Still, that wasn't quite what Thrun had in mind four years ago when he and a colleague, Peter Norvig, started teaching a course about artificial intelligence online. In late 2011, Thrun and Norvig added a few more significant digits to the number of students taking online courses when they attracted 160,000 people to their AI course. Thrun built on that momentum swiftly, starting up Udacity in early 2012, with the goal of bringing world-class education to everyone, everywhere.
That's not quite how the story played out, however.
After raising $5 million to get started, Udacity began creating courses. Tens of thousands of people signed up for MOOCs; few finished. "I'd aspired to give people a profound education—to teach them something substantial," Thrun told a reporter from Fast Company. "But the data was at odds with this idea."
He tried creating the most compelling class that he could--and still few completed the classes. Even more rare were students who could demonstrate they had learned from the classes. "We were on the front pages of newspapers and magazines, and at the same time, I was realizing, we don't educate people as others wished, or as I wished. We have a lousy product," Thrun told Fast Company. "It was a painful moment."
Udacity switched gears. It found students who needed to succeed at a class--namely incoming college freshman who had to pass algebra to move on to better things. In conjunction with California Governor Jerry Brown, Udacity created an algebra class for incoming students at San Jose State University. But during the summer of 2013, that program, too, flopped. Although many more students completed the course (than the MOOCs), barely 25% passed the class.

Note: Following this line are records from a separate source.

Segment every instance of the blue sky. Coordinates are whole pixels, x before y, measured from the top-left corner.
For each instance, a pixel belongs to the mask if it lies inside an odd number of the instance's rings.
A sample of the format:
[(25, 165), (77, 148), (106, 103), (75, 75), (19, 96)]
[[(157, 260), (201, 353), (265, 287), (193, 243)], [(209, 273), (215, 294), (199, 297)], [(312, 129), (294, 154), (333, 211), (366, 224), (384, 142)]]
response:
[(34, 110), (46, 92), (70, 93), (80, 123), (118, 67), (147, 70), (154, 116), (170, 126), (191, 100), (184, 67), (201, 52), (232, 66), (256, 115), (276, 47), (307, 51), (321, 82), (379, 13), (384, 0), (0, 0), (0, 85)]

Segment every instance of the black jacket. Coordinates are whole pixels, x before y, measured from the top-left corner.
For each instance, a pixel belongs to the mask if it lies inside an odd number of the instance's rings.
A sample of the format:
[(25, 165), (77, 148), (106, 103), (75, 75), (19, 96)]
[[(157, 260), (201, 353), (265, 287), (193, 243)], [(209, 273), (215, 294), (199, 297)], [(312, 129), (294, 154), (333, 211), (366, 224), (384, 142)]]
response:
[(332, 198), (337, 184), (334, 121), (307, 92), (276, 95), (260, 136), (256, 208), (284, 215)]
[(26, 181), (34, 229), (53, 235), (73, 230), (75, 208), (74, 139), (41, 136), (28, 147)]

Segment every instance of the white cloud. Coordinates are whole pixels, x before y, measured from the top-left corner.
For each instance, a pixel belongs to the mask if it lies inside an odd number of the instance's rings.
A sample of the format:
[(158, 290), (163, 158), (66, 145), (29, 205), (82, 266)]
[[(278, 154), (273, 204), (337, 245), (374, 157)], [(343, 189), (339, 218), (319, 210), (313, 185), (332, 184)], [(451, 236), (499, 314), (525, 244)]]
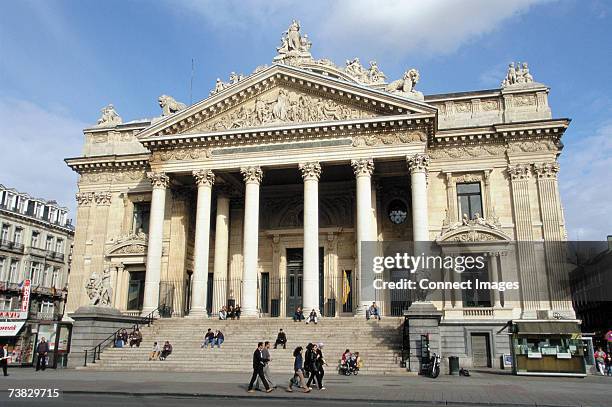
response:
[[(196, 1), (168, 3), (195, 12), (215, 28), (256, 30), (302, 20), (314, 39), (313, 51), (325, 56), (354, 53), (405, 56), (413, 52), (446, 54), (489, 33), (535, 4), (551, 0), (338, 0)], [(276, 45), (276, 44), (274, 44)]]
[(560, 188), (570, 240), (603, 240), (612, 234), (612, 122), (577, 137), (561, 156)]
[(35, 103), (0, 99), (0, 183), (20, 192), (54, 199), (71, 209), (77, 177), (64, 158), (78, 156), (87, 127), (64, 112)]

The company pivoted: In partnership with Georgia Institute of Technology and AT&T, Udacity began building a program of "Nanodegrees" around skill sets that AT&T wanted to see in job applicants. They began offering the programs in autumn 2014.

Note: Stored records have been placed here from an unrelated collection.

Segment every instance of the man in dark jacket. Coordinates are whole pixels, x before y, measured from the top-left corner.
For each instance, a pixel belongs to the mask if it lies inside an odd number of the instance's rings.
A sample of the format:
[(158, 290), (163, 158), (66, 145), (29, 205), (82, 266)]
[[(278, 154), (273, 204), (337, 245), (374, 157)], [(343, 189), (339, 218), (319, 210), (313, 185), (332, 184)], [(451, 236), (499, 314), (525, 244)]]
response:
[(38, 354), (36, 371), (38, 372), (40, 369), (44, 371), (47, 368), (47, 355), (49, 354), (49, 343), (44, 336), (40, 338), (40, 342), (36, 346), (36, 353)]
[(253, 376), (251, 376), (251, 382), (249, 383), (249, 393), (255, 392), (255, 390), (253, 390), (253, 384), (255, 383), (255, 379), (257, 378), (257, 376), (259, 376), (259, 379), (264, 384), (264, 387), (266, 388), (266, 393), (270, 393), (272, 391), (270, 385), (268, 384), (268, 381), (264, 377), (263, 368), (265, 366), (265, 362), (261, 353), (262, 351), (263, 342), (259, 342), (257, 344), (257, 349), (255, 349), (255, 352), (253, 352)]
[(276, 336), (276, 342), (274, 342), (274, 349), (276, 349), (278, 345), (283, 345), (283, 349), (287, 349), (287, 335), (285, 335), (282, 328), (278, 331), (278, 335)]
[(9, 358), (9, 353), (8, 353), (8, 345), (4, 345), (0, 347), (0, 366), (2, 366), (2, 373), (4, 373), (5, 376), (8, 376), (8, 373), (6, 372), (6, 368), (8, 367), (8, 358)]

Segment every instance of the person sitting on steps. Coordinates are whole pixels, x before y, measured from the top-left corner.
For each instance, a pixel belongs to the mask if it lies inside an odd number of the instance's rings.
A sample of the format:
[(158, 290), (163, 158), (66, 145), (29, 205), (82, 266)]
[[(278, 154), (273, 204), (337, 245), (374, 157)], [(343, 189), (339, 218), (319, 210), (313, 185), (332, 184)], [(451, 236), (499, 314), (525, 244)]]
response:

Since then 11,000 students have enrolled in Udacity's Nanodegree programs; 1,000 have graduated. In a blog post, Udacity president and COO, Vish Makhijani, wrote that students are getting jobs (although he did not offer a precise number). He also noted that Udacity "hit profitability" earlier this year.

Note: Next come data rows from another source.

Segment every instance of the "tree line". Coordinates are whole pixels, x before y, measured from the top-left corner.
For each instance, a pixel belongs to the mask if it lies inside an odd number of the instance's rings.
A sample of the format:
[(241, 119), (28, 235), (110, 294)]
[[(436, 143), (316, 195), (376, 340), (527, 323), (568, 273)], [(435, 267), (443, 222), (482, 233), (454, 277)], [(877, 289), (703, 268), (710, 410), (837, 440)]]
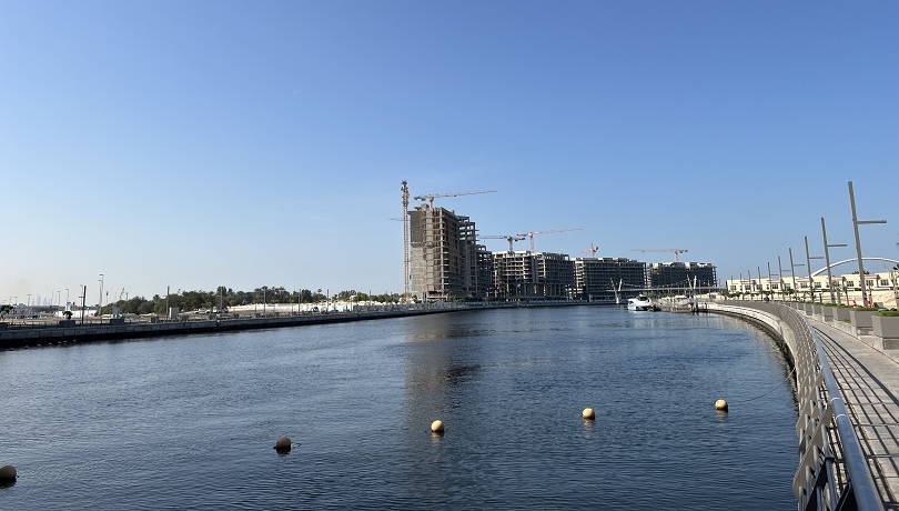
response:
[[(355, 301), (355, 302), (380, 302), (398, 303), (402, 295), (398, 293), (384, 293), (368, 295), (356, 290), (345, 290), (333, 294), (331, 300)], [(322, 303), (329, 297), (322, 293), (321, 289), (315, 291), (302, 289), (300, 291), (287, 291), (283, 287), (269, 288), (263, 285), (253, 291), (234, 291), (231, 288), (220, 285), (215, 291), (179, 291), (174, 294), (161, 297), (154, 294), (153, 298), (134, 297), (128, 300), (118, 300), (107, 303), (101, 309), (101, 314), (111, 314), (115, 305), (119, 313), (134, 314), (165, 314), (169, 308), (176, 307), (182, 311), (198, 309), (226, 309), (234, 305), (275, 304), (275, 303)]]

Autumns are good for Thrun. A decade ago, while a new professor at Stanford University, Thrun led the development of a robot car, "Stanley," that became the first autonomous vehicle to win the DARPA Grand Challenge race in October 2005. Now he's done a thing that few people would have guessed--built an education technology company valued at $1 billion.
What's next, Sebastian?
"Office hours" with Peter Norvig (left) and Sebastian Thrun (right) when they ran their first MOOC on artificial intelligence in late 2011.